Saturday, December 1, 2012

Treasures of the Scanian War

In 1676 to 1679, the kings of Sweden and Denmark fought what we now call the Scanian War. Nothing remarkable about that, I suppose; fighting wars is what kings used to do. Scania is the southernmost part of Sweden, which belonged to Denmark and then was taken by Sweden in 1658. In 1676, as both sides were involved in the Europe-wide wars surrounding Louis XIV of France -- the Swedes were enemies of Louis' enemies the Prussians, so they joined on his side, whereupon their enemies the Danes and Norwegians (then sharing a king) joined the anti-French coalition -- the Danes tried to take Scania back. That's the Danish-Dutch invasion fleet on their way to Scania above, in a contemporary painting.

As you can see from this map, there were lots of wars around the Baltic in the whole early modern period; until 1712 the Swedes were mostly winning, but after that they mostly lost to the Russians.

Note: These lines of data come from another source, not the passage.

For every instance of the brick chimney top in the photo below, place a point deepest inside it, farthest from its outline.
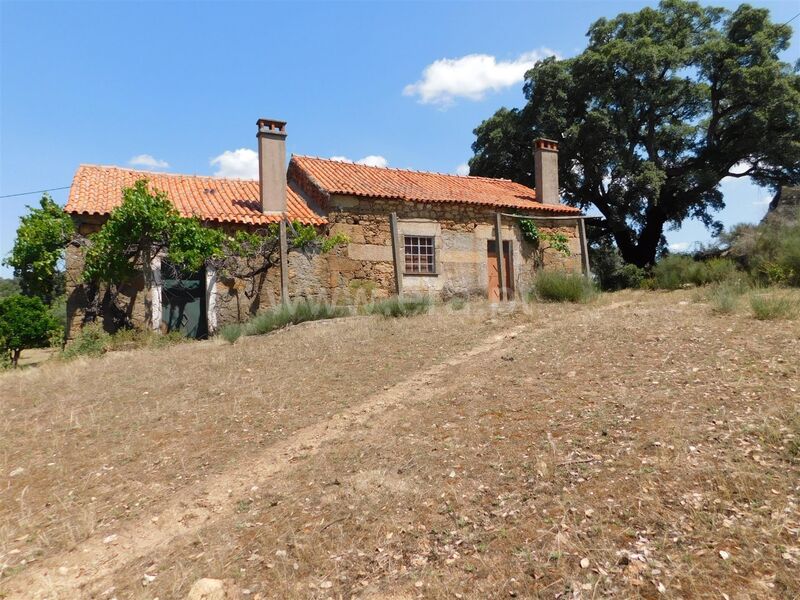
(271, 126)
(543, 144)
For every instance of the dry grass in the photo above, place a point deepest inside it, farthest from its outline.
(635, 433)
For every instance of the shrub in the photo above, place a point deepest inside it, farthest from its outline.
(25, 322)
(91, 341)
(720, 269)
(557, 286)
(770, 251)
(399, 306)
(724, 299)
(677, 270)
(232, 332)
(630, 276)
(767, 307)
(286, 314)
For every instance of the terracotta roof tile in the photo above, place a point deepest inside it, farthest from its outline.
(96, 190)
(335, 177)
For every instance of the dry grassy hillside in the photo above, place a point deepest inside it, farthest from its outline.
(639, 446)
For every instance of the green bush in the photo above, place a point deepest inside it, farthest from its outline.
(768, 307)
(398, 306)
(287, 314)
(25, 322)
(724, 299)
(769, 251)
(91, 341)
(557, 286)
(677, 270)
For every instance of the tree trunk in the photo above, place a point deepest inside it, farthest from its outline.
(642, 252)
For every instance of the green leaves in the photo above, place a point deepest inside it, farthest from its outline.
(39, 248)
(25, 322)
(653, 114)
(557, 241)
(145, 224)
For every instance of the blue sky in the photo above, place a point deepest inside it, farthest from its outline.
(176, 85)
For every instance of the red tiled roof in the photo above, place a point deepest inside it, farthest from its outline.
(96, 190)
(335, 177)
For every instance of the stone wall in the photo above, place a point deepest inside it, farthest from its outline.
(360, 271)
(461, 233)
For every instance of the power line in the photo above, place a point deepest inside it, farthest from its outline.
(66, 187)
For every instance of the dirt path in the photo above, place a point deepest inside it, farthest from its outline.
(85, 570)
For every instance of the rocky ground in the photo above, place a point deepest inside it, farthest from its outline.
(639, 446)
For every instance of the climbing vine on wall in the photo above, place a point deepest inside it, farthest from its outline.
(543, 240)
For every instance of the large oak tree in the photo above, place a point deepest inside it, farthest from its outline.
(659, 108)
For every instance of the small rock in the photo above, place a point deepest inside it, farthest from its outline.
(214, 589)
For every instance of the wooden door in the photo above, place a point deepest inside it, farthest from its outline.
(494, 274)
(183, 303)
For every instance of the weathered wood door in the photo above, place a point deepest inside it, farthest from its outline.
(494, 274)
(183, 304)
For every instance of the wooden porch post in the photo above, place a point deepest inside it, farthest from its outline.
(501, 263)
(284, 252)
(396, 256)
(587, 272)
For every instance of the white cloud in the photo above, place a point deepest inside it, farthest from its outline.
(373, 160)
(471, 76)
(149, 161)
(237, 164)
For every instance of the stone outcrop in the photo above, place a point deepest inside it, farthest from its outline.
(214, 589)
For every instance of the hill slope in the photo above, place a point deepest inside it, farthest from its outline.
(636, 447)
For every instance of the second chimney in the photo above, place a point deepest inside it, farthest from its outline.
(272, 165)
(545, 166)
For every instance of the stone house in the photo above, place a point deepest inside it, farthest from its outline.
(410, 232)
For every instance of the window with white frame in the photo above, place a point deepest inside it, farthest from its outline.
(420, 254)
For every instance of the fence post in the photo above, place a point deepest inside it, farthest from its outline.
(587, 272)
(501, 263)
(284, 251)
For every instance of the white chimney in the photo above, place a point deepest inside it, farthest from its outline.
(545, 166)
(272, 165)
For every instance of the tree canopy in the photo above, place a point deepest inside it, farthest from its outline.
(38, 250)
(661, 106)
(25, 322)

Anyway, that was all by way of background to this discovery. Swedish archaeologists have pulled more than a thousand 17th-century silver coins out of a field in Scania.
With the help of metal detectors and spades, archaeologists in Helsingborg pulled up a total of 1,150 silver coins - what they consider to be a record haul for the area. . . . “There are 70 or so such treasures that were buried in Skåne during the Scanian War. Most are not as big as this one. The usual interpretation is that it was rich farmers who buried them during the war, then died, and couldn’t dig them up again,” said archaeologist Kennet Stark, who was also on the scene.
Seventy treasures. Seventy family fortunes lost. Seventy households wrecked, scattered, and impoverished. From a war hardly anyone has heard of, that was not about much of anything in particular.

3 comments:

Unknown said...

If the Scanian War was at all like other western European wars of that age, I suspect the kings involved, and their supporters, would have said they were defending their families' rights to the territories involved, which they would have claimed to be able to demonstrate with various more or less complex claims of inheritance and other forms of title. In other words, the war would have been fought on precisely the same ethical and legal grounds as those on which wealthy farming families based their own disputes with each other; and in the seventeenth century, I'd be surprised if success in such claims wasn't still the premier source of agricultural wealth (as opposed to, say experimenting with new methods of farming). And of course, in previous centuries not too long past the ancestors of those farming families would have counted their own private wars as among the acceptable tools of pursuing their own claims.

John said...

You are no doubt right. All are guilty, and all are punished.

Unknown said...

I for one would not say that all are guilty. Rather I would say that peasants are not innocent because they are peasants, nor are kings guilty because they are kings. Guilt and innocence are to be sought, I think, in individual character, rather than in social status. And a good measure of guilt would lie with a person's contemporaries, if they would despise him for not seeking to make good on his claims by violence.